Она сказала:
— У Чэпмена был с собой экземпляр «Над пропастью во ржи», когда он застрелил Джона Леннона.
— Почему, по-твоему, мальчишка из всех выбрал Уитмена?
— Не знаю, пытаюсь разобраться.
— А почему Чэпмен взял с собой именно Сэлинджера?
— Я бы сказала, Сэлинджер питал его нарциссическое самоощущение ранимого одиночки. Он ассоциировал себя с Холденом Колфилдом. Холден был прав, а весь остальной мир заблуждался. Большинство пусть думает, что убивать Джона Леннона — это плохо, но Чэпмен считал, что так будет правильно.
— Думаешь, твои мальчишки приблизительно так же воспринимают Уитмена?
— Не знаю. Завтра у меня встреча со специалистом по Уитмену из Нью-Йоркского университета.
— Ты устала?
— Еще как.
— Тогда пошли спать.
Кэт скользнула в постель, а Саймон все еще исполнял в ванной свой ежевечерний ритуал. Спальня у Саймона была святая святых, хранилищем главных его сокровищ. Вдоль южной стены шли полки с бесконечными рядами ваз, блюд и кувшинов, бледно-зеленых и лунно-серых. С противоположной стены на керамику смотрела коллекция игрушек и музыкальных шкатулок чугунные статуэтки Дяди Сэма, запряженные лошадьми пожарные кареты, танцующие медведи, резные ящички, в которых жили любимые песни людей, сотни лет как умерших.
Кэт тонула в пышных подушках, в тончайших простынях. Разумеется, ей это нравилось. А почему бы не нравиться? Она здесь очутилась случайно. Если бы они с Саймоном в одно и то же время не оказались в ресторане «Читарелла» (там готовят лучшие в городе крабовые котлетки, а она была без ума от крабовых котлеток), если бы не шел дождь, если бы перед ними не остановилось одно такси…
Вот так вот. Так быстро и легко. Шутливые подначки на заднем сиденье такси (Вы торгуете будущим? Вот уж нелегкий труд. Вы общаетесь с убийцами? Это ваш труд нелегкий). Чашка кофе и то, как он обхватил ее большими пальцами и постукивал ими по ободку. Красивые пальцы (пальцы — едва ли не первое, на что она обращала внимание в мужчине) и манера покусывать нижнюю губу — из-за этого-то все в первый раз и произошло. Немного позже выяснилось, что он из тех мужчин, которым важно доставить девушке удовольствие, и Кэт весьма это оценила. Ну и что из того, что он был скорее сосредоточенным, чем страстным, что то, как он занимался любовью, несколько напоминало взаимовыгодную деловую операцию — все равно в постели он был замечательным, и она надеялась, что со временем, побольше пообщавшись с ней, он раскрепостится.
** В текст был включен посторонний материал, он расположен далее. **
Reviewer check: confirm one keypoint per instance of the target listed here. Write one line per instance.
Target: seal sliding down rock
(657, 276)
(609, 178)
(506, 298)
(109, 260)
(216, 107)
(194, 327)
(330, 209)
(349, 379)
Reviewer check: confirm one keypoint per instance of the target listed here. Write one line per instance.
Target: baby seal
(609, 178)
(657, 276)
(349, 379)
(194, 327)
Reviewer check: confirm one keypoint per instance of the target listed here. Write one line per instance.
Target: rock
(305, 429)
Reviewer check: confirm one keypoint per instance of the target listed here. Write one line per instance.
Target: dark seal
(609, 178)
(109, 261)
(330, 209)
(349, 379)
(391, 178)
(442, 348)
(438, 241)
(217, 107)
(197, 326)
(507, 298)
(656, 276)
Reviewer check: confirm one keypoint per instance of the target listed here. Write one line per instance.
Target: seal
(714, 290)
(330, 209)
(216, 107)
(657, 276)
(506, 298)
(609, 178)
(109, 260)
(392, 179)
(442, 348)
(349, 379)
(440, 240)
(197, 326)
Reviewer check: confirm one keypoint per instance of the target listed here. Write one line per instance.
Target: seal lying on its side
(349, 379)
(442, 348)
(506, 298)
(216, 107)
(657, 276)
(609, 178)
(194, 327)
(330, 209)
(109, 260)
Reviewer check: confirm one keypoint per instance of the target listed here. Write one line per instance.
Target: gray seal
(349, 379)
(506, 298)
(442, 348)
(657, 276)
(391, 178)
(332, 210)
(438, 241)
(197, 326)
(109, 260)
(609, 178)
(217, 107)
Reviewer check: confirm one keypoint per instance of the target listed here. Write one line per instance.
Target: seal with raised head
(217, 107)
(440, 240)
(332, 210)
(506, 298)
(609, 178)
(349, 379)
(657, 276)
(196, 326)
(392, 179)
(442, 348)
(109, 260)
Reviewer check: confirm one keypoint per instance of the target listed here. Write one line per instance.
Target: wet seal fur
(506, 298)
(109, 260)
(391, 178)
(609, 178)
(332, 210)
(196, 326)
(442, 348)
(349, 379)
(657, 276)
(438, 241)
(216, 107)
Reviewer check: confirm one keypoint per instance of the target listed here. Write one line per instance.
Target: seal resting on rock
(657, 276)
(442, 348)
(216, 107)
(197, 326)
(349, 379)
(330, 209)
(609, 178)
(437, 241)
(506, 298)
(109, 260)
А чего каждый раз стоило настоятельное желание ее увидеть; чего стоила невозможная красота и надежность его квартиры, светлый комфорт во всем. Его коллекции и мягкие кожаные диваны, огромная хромированная головка душа. И что значило больше: пальцы, губы, добросовестный секс — или все то, чем это было обставлено?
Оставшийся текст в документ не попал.